Kişi başkasına veya topluluğa zarar vermemişse, yaptığı kötülüklerin hesabını ona irade-i cüz'iyesini veren Allah'a verecektir; bir diğer insana değil. Kişilerin bu hürriyetlerini kullanabilmeleri ve koruyabilmeleri için de ilmî, dinî, meslekî ve siyasî sosyal gruplar oluşturacaklardır. Aşiret, kabile, şa'b ve kavm/devlet olarak teşkilâtlanabilecek; kişi gerek sosyal grubunu ve gerekse aşiret/apartman ve kabilesini/bucağını rahatlıkla istediği anda değiştirebilecektir. Tam bir hürriyet ve mutluluk ortamı ve düzeni sözkonusudur.

Bütün bu açıklamalardan sonra soruyoruz: Azınlığın çoğunluğu ezmesi mi mutlu edici bir yönetimdir? Yoksa bizim İslâmiyet'e dayanarak önerdiğimiz adil yönetim mi? Sizin de bir sisteminiz varsa, getirin de tartışalım. Batı sistem ve medeniyetine karşı bizim alternatif teklifimiz budur.

 

*    *   *

 

Yazara göre,

Kimileri şeriatın demokrasiyi getirdiğini savunuyorlar.

 

"C- DEMOKRASİ ve CUMHURİYET rejimini ŞERİATde aramak gereğine inanmışlık.

Kendi dışında hiç bir gerçek görmeyen ve tanımayan ve bu yüzden kendi geriliklerini ve ilkelliklerini yüzyıllar boyunca farketmeyen Şeriatcı zihniyetin iddiası o olmuştur ki Demokrasi denilen rejim İslam dışında var olamaz ve ancak İslam'ın ÖZ'üne yönelmekte uygulanabilir, yaşatılabilir...(s. 48)

Demokrasi ve Cumhuriyet rejimlerinin Şeriat dışında kurulamayacağına inanmış Müslüman yazarlar BATI değerlerini ve denemelerini red ve inkar edercesine Şeriatı savunmaktan vazgeçmezler...(s. 49)

Nitekim gerek Muhammed zamanında ve gerek ilk dört halife devirlerinde bu şekilde Cumhuriyetle idare olunulduğu fikirleri Arap ve Türk yazarlar ve hukukçular tarafından ötedenberi savunulur.
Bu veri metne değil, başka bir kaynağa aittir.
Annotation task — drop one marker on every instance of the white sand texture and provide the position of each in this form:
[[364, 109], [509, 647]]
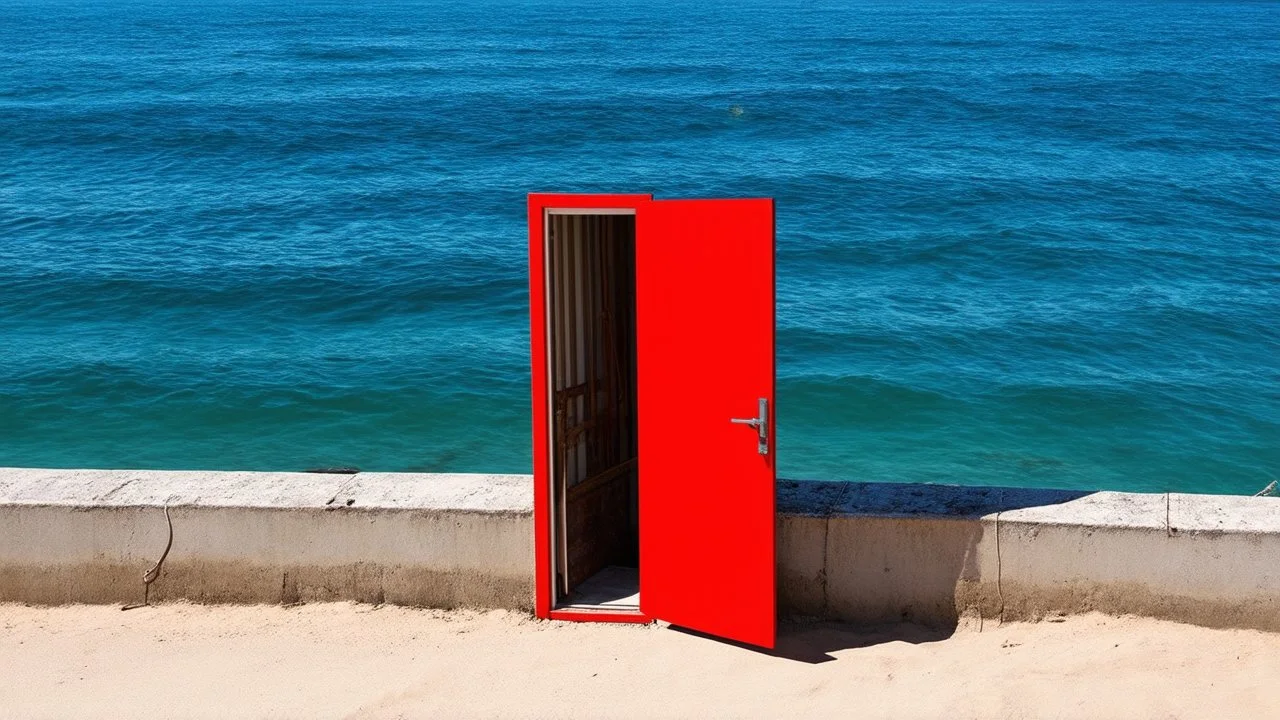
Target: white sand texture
[[362, 661]]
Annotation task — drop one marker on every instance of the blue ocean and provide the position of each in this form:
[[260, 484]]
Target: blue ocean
[[1019, 242]]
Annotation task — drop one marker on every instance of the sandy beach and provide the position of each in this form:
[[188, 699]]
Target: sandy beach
[[364, 661]]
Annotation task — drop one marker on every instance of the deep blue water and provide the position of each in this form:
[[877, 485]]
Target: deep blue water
[[1029, 244]]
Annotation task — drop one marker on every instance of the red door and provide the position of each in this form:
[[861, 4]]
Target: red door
[[704, 326]]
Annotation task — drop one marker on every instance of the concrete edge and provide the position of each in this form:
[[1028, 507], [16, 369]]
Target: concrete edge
[[849, 551]]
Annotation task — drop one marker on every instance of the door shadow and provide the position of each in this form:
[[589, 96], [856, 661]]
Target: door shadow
[[814, 642]]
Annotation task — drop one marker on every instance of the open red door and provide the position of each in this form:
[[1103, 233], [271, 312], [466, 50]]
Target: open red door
[[704, 327]]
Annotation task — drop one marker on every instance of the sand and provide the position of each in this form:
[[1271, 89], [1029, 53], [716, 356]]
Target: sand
[[362, 661]]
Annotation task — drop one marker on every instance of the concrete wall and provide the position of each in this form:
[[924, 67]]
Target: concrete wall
[[848, 551]]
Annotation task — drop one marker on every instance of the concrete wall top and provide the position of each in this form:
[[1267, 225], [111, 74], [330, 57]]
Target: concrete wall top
[[513, 495], [119, 488]]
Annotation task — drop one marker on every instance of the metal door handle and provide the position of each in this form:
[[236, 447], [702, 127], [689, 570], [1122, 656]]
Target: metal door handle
[[760, 424]]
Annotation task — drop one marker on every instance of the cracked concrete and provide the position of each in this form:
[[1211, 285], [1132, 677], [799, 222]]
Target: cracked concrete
[[848, 551]]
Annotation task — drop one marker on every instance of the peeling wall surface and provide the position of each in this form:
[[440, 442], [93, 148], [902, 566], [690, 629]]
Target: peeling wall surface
[[846, 551]]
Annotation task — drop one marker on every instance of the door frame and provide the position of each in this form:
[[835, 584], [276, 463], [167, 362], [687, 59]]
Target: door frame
[[540, 205]]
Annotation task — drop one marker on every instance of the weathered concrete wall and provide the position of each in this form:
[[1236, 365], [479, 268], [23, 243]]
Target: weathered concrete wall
[[849, 551], [883, 552], [440, 541]]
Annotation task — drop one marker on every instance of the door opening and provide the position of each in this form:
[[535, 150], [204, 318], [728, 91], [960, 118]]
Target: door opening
[[592, 370]]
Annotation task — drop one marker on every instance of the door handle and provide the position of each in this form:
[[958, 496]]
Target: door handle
[[760, 424]]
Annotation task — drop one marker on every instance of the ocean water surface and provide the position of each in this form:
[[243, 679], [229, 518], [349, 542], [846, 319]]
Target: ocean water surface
[[1019, 242]]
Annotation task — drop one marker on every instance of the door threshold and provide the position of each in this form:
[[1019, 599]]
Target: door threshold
[[598, 614]]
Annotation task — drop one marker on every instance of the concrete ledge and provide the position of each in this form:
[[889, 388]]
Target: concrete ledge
[[849, 551], [440, 541]]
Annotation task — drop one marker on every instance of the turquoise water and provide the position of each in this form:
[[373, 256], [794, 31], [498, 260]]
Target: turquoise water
[[1032, 244]]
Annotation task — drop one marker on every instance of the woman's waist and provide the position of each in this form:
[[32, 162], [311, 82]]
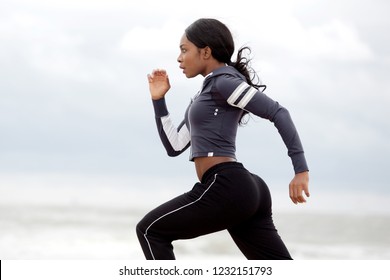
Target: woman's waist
[[205, 165]]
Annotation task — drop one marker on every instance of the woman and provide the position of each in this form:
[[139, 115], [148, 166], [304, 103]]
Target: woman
[[228, 196]]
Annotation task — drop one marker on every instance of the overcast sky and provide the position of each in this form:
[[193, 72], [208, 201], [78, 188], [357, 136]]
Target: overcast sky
[[74, 95]]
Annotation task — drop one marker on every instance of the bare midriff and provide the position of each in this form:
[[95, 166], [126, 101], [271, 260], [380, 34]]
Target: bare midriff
[[202, 164]]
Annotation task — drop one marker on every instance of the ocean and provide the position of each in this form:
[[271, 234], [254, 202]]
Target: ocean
[[80, 218]]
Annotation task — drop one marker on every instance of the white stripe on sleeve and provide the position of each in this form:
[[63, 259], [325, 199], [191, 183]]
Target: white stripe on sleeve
[[178, 139]]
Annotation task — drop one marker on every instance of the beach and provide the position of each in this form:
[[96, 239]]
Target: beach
[[98, 222]]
Bu görüşlere saplananlar İslâm'dan gayri yerlerde gerçek Cumhuriyet ve demokrasi olamayacağını ve egemenlik hakkının halka ait olabileceği tek rejimin Şeriat rejimi olabileceğini ileri sürerler..."(s. 50)

 

 

GERÇEK DEMOKRASİ NEREDE?

İSLÂM DEMOKRASİSİ VE ÇAĞDAŞ DEMOKRASİ

 

Bir ülke düşünün ki, o ülkede toplu sözleşmeler (toplumsal anlaşmalar) var ve kişi kendisi de bir toplu sözleşme yapıp yayınlayabiliyor. Halk bu toplu sözleşmelerden birini seçip ona göre yaşama hakkına sahip olabiliyor. O ülke insanları bu toplu sözleşmeleri değiştirip geliştirebiliyorlar. Her gün değişen hayat şartlarına ve genel değişime, yeniden yapılanma diyebileceğimiz bu uygulama sayesinde her an ayak uydurabiliyorlar. O insanlar geçmişte değil, geçmiş onlarda yaşıyor; yani geçmişi taklit etmiyorlar ama geçmişteki olaylardan ibret alarak en uygun usûl ve metodoloji ile çağdaş meselelerini çözüyorlar.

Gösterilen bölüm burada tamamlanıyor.